Filed under 1930s-1940s, 1940s-1950s, 1950s-1960s, 1960s-1970s, Dating Butterick Patterns, Dating Vintage Patterns, Exhibitions & Museums, Musings, Resources for Costumers, Sportswear, Vintage patterns

6 responses to “More About Dating Butterick Patterns Online

  1. You are a true scholar (high praise from me.) And I love that ski outfit.

    • Thanks — the Delineator’s I’ve examined from 1917 and 1918 do not have pattern charts at the back, but I still need to check 1919 through 1923 — I got distracted and started reading the WW I issues instead of putting in an order for those volumes to be retrieved from storage! Not very scholarly after all….

  2. Nancy

    A general question, some old patterns I have do not have marking on the pattern piece – you just have to go by the shape as shown on the back of the envelope – is this typical?

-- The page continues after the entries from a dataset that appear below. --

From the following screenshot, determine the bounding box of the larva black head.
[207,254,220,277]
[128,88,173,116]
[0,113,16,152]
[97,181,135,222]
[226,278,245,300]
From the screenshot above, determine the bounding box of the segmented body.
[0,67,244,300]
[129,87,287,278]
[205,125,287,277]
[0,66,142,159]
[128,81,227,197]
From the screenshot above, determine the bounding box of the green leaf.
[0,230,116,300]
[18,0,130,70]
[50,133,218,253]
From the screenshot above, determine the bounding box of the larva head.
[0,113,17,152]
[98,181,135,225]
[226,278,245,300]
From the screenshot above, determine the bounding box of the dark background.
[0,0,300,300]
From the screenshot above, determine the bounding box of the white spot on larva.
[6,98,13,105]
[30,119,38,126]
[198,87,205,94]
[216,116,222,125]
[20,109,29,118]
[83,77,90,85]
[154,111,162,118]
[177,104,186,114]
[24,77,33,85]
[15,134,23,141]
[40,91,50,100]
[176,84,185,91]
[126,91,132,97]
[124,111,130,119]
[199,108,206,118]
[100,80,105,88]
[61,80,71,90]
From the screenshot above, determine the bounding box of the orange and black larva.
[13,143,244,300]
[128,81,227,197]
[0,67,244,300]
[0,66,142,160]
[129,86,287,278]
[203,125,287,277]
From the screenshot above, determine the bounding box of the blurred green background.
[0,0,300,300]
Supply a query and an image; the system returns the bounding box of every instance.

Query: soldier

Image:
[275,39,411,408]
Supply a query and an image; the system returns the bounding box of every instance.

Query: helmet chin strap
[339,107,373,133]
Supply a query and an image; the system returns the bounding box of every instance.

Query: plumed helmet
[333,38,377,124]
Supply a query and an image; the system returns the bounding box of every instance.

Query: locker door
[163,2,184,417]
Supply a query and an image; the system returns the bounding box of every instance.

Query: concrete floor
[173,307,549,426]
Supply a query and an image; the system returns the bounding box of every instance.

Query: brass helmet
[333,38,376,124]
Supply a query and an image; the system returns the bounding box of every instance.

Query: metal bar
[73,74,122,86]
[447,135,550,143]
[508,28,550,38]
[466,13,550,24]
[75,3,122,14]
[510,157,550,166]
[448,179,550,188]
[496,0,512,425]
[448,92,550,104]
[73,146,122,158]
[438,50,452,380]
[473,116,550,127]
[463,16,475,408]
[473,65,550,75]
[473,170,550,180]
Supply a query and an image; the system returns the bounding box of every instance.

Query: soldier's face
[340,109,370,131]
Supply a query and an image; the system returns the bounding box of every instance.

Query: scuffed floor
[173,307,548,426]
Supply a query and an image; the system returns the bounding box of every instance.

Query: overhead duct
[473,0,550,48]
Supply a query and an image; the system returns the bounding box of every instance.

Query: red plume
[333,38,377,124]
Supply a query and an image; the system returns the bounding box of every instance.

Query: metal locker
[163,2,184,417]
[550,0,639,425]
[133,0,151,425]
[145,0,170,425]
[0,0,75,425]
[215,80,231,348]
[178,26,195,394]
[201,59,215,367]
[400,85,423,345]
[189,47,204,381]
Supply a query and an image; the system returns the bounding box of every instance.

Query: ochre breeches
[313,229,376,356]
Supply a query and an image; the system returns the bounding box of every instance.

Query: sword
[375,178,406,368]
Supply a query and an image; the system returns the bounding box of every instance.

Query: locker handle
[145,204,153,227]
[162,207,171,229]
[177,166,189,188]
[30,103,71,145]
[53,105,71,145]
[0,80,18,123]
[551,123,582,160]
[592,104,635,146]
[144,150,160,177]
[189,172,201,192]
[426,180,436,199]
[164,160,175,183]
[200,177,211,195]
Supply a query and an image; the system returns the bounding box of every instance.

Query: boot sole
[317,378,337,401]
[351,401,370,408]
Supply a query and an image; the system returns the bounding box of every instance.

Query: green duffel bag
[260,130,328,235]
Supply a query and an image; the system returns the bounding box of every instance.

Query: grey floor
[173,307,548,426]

    • Yes, unprinted, factory-cut printed patterns were common early in the 20th century, and some companies still made them in the 1940s. Usually they were “punched” or perforated — that is, they have a series of holes that form the letter (A, B, C, etc.) or number (4, 5, etc.) identifying the pattern piece. But you have to read the pattern instructions carefully to find out if the seam allowance is 1/4″ or 3/8″ or whatever. When I look at used, unprinted patterns, I have noticed that some people wisely made a pencil mark or X on each pattern piece to help them see when it was right side up. I am amazed by how little information was given on early 20th century patterns. Butterick’s claim to fame was a separate instruction sheet, called the “Deltor.” Other patterns might not have any cutting or assembly information except the few sentences that fit on the pattern envelope!
      You can find more information (illustrated) about unprinted patterns at http://newvintagelady.blogspot.com/2010/08/vintage-pattern-primer-reading-vintage.html
      A good, brief history of paper patterns can be found at http://www.collectorsweekly.com/articles/guest-column-collecting-vintage-sewing-patterns/

  3. Fantastic chart, and so very helpful. I don’t have any of the years you need, but I’ll keep an eye out for them.

  4. I admire your detective work! I am always thrilled when I am able to date an undated pattern – it seems to add perspective to my sewing projects – and it is just plain fascinating, too!